Abu-Assad, an Israeli-born Palestinian, has won recognition for his films that address ‘hard’ issues – suicide bombers (2006’s Paradise Now) and the fate of Palestinian collaborators with the Israeli regime (2013’s Omar). Both were nominated for Best Foreign Language Film at the Academy Awards, while The Idol was submitted as Palestine’s official entry in 2015 but was not nominated. Abu-Assad says, ‘The story of this young man, Mohammad Assaf, is such an incredible story that even somebody like me who, just three weeks earlier had won the Jury Prize of Certain Regard at the Cannes Film Festival, was more excited for Assaf to win Arab Idol than for myself. I was caught on camera between thousands of people gathered in the square in Nazareth to hear the final results for Arab Idol; I was jumping in excitement like a little kid, and I have not had this kind of excitement for a very long time. When Ali Jaafar (the film producer with Quinta Communications) offered for me to direct Mohammad Assaf’s story, my arms were covered in goosebumps. I knew immediately that I would do everything to make this story a movie.’ Such was Abu-Assad’s commitment that he insisted on shooting the film in Gaza, despite confronting formidable challenges, and chose first-time Gazan child actors to play four pivotal roles.
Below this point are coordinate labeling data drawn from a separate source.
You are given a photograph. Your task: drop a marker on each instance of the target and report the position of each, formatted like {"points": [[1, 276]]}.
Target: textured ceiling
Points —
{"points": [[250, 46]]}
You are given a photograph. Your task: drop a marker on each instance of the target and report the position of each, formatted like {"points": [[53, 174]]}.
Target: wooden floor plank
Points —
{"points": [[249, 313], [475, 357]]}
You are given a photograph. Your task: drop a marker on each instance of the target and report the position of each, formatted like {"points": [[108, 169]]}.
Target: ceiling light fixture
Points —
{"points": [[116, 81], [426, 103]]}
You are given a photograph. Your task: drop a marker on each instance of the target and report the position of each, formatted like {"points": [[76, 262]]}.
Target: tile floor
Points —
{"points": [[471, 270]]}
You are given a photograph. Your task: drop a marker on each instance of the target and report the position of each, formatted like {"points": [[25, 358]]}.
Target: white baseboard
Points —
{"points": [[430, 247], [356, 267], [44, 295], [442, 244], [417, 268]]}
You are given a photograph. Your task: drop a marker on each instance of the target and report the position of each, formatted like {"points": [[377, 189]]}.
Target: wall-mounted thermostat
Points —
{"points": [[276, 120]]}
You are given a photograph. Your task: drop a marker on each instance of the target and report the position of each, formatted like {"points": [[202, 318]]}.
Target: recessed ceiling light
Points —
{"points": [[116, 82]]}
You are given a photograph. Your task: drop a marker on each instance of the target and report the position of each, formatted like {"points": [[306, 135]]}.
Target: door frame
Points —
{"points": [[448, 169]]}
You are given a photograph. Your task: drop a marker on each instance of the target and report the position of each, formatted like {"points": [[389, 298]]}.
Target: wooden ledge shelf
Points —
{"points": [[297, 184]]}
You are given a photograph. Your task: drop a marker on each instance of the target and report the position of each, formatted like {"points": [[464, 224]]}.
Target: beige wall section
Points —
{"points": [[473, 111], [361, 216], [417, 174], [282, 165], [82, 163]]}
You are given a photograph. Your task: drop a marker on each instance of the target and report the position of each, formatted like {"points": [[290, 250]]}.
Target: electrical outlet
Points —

Art and culture are integral to the collective self-worth of entire peoples. This is why Palestinian culture is so often made invisible by those who support the Israeli occupation. It leaves the rest of the world with images of Palestinians as barbaric suicide bombers and aeroplane hijackers who threaten the very existence of Israel as the Middle East’s only democratic utopia. And this is not a religious struggle between Muslims and Jews, however much the countless mass media reports reduce it in this way. More recently, even the Christian Palestinian dance troupe Baqoun nearly did not make it for their British tour in 2016 due to ‘difficulties with travel and obtaining visas’ – cryptic reasons indeed.
Where does one start, though, to uncover and celebrate the numerous examples of art and culture that capture the complexity of Palestine? We asked singer-composer and musicologist Reem Kelani if she would compile a list of her own inspirations. The result is highly personal and that’s why we love it. You will not find Edward Said and Mahmoud Darwish listed here – as monumental as they are – because they are familiar figures already. Instead, get ready for a Top Ten of Palestinian cultural inspirations to delight and excite the uninitiated.
Kelani says, ‘I eat Palestinian Za’atar, therefore I exist.’ This aromatic herb mix of thyme, sumac, toasted sesame and sea salt is also often described as ‘Israeli’. And what’s the problem with this if nearly everyone in Israel consumes it too? The issue is that this kind of national labelling is not limited to za’atar – hummus is now being claimed as ‘Israeli’ too. And the choice of national adjective has serious geopolitical ramifications. Cuisines are products of the land – herbs, spices, meats, water, soil – and downplaying the Palestinian origins of certain foods is inextricable from the occupation of Palestinian land and the erasure of its national identity. This is not to say that everyone should stop referring to za’atar as ‘Israeli’ (or ‘Palestinian’). But it does mean that the consumption of za’atar is deeply political. The celebrated poet Mahmoud Darwish has a poem, ‘Ahmad al-Za’atar’, that demonstrates the deep connections between agriculture, cuisine and identity for Palestinians. And no, this does not mean everyone should stop buying za’atar from the famed British Israeli chef Yotam Ottolenghi either. He does, after all, explicitly market it as Palestinian za’atar. But why not try the za’atar sold by Zaytoun, a social enterprise and community interest company that was set up in 2004 to develop a British market for artisanal Palestinian produce? Be warned, though – za’atar is addictive!